There is no crime in the city. The students at its schools – all types, all grades – perform their tasks and assignments crowned in a nimbus of celestial favor. Alt Lubbock has hills and mountains providing a reason for the name of the local paper – The Avalanche Journal. Instead of Letters to the Editor the daily prints Paul’s letters to the Galatians, et al. Jesus shirts are not worn by many as the robes of the penitent are in greater favor. Bibles are as ubiquitous as silicon in the right valley. The city’s religious culture radiates rectitude like a space heater. Incidentally, the real Lubbock is flatter than a provincial tenor’s high notes.

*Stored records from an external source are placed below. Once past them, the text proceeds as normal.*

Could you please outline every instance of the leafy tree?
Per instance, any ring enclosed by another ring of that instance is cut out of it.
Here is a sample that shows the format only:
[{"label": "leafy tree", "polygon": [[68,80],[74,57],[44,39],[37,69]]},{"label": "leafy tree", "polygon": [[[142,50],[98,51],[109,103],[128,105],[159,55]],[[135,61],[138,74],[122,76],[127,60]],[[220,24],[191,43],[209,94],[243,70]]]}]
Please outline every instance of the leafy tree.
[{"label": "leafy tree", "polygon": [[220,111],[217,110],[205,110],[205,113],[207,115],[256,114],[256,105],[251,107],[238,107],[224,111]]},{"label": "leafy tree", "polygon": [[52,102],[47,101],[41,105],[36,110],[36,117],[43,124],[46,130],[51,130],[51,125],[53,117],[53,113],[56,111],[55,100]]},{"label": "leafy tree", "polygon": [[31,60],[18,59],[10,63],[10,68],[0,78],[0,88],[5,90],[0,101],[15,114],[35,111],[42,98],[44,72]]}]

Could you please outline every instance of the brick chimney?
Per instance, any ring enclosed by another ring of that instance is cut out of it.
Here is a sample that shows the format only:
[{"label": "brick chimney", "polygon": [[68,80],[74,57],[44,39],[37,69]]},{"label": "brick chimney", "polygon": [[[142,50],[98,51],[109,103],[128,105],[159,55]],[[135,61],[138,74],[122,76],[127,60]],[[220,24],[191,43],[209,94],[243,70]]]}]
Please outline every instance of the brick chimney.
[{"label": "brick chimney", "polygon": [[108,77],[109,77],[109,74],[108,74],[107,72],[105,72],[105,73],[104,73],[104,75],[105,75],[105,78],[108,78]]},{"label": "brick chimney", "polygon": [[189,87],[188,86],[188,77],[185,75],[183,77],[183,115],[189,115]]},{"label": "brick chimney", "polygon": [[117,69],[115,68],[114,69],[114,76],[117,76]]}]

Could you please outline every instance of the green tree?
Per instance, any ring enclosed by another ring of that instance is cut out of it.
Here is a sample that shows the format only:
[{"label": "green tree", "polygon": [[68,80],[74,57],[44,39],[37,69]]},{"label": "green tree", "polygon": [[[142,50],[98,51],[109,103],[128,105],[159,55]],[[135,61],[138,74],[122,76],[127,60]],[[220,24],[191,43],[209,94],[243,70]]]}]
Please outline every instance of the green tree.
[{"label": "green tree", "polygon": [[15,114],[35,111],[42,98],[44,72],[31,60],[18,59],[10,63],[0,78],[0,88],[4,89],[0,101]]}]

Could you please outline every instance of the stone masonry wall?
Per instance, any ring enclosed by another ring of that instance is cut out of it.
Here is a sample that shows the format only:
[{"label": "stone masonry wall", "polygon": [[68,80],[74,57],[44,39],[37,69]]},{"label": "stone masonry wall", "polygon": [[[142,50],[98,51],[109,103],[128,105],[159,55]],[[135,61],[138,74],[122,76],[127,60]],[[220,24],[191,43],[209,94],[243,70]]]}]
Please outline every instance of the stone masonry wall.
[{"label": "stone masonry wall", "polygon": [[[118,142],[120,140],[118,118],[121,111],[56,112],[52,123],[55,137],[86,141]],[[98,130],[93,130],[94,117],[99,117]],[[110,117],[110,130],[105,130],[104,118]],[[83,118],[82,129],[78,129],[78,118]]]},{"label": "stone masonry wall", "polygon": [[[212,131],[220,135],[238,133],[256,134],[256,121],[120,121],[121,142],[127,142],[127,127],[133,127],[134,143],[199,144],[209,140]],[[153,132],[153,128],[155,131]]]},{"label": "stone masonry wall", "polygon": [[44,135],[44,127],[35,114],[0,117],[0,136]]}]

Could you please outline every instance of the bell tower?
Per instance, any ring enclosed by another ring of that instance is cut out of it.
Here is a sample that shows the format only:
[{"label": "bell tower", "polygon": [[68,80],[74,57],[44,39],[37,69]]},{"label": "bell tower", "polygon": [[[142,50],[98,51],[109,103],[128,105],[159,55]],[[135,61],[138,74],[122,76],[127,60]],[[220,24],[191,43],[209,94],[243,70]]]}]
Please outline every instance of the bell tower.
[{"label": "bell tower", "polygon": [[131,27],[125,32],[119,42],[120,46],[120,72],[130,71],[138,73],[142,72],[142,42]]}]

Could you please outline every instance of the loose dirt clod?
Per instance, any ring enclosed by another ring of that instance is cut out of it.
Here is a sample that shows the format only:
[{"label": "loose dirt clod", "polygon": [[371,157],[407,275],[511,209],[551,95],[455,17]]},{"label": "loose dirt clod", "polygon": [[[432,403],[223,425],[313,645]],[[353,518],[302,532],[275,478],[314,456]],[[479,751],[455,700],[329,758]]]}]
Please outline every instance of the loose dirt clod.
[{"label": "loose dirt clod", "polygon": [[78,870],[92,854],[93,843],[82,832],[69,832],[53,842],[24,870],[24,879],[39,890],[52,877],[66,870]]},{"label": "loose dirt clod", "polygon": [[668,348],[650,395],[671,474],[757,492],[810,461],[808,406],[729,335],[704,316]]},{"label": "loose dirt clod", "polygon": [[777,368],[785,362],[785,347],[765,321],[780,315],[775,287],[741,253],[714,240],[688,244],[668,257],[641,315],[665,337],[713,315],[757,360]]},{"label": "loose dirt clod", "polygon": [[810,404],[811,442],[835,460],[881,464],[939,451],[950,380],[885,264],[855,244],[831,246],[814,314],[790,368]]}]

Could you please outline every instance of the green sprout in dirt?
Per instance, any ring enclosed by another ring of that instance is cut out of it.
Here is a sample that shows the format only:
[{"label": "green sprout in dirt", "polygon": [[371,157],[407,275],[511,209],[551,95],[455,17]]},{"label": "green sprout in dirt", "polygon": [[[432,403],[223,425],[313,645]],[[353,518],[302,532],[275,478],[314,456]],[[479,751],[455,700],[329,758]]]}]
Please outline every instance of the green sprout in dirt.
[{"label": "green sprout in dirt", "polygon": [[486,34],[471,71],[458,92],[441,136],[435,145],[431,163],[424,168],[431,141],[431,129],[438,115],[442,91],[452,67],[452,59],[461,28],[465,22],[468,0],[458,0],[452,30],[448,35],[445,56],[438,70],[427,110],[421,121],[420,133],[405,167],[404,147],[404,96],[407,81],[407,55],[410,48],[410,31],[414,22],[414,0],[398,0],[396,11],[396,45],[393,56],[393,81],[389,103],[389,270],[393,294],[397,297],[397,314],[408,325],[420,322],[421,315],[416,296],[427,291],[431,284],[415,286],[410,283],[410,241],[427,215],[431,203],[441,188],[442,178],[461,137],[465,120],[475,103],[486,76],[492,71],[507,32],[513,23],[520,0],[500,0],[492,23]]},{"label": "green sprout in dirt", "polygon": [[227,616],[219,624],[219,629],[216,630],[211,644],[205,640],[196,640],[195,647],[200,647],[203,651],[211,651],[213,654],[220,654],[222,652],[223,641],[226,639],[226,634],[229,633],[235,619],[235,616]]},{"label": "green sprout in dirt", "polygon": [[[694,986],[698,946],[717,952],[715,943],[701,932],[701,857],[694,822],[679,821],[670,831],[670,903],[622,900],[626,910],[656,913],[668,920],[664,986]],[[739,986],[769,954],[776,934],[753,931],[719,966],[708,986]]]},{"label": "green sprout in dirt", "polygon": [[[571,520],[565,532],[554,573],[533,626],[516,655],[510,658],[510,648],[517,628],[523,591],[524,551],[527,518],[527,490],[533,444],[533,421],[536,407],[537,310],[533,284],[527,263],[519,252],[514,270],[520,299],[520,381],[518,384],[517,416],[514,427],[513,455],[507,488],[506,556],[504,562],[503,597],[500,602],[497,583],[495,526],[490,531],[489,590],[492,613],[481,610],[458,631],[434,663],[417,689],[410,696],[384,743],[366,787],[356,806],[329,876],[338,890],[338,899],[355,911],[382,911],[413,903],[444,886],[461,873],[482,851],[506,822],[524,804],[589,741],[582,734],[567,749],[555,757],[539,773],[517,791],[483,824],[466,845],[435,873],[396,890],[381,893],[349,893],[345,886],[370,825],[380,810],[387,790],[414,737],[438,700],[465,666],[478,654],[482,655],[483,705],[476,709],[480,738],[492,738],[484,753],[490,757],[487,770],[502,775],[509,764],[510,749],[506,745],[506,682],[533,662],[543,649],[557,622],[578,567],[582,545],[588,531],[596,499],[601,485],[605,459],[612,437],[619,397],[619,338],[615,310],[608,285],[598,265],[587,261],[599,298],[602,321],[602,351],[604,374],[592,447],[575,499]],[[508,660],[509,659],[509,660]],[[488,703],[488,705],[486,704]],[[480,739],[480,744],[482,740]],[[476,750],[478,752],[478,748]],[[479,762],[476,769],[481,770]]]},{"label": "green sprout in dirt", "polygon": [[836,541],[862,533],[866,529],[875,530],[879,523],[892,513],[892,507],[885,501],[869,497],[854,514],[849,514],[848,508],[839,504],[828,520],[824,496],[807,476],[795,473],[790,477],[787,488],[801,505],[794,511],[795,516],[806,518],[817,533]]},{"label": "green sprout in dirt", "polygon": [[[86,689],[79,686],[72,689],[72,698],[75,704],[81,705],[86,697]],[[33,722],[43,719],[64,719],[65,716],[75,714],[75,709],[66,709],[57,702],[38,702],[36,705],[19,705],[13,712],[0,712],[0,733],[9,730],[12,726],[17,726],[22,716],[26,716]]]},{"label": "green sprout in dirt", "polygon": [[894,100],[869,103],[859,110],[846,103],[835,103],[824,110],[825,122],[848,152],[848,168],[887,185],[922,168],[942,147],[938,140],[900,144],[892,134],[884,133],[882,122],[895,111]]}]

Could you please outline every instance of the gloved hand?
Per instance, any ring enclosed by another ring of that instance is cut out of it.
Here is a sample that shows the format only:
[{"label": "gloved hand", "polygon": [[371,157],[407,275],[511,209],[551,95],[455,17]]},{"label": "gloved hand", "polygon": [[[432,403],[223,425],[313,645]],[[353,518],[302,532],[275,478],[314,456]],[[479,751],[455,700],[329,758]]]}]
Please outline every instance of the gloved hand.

Backpacks and laptops can be safely left in public without fear of appropriation as can car keys, sunglasses, sanitary napkins, bottled water, lip gloss, tissue paper, Tylenol, graphic novels, baseball caps, yesterday’s AJ, loose change, and debit cards. The homogenous Christian makeup of the place exceeds that of processed milk.

Then I sneezed accompanied by the obligatory blink and my multi-dimensional vision collapsed like a high yield bond. After all, it was just another concoction of fake news and its congeners. The American Mind had seized mine leading it it to wishful illusion. Religion may chart a path that is straight and narrow, but we errant mortals tend to drift and wander and may lose our way sometimes for eternity. But a village on a hill is too pleasant a dream to forgo. We could have such a good time living there. At least it’s pretty to think so.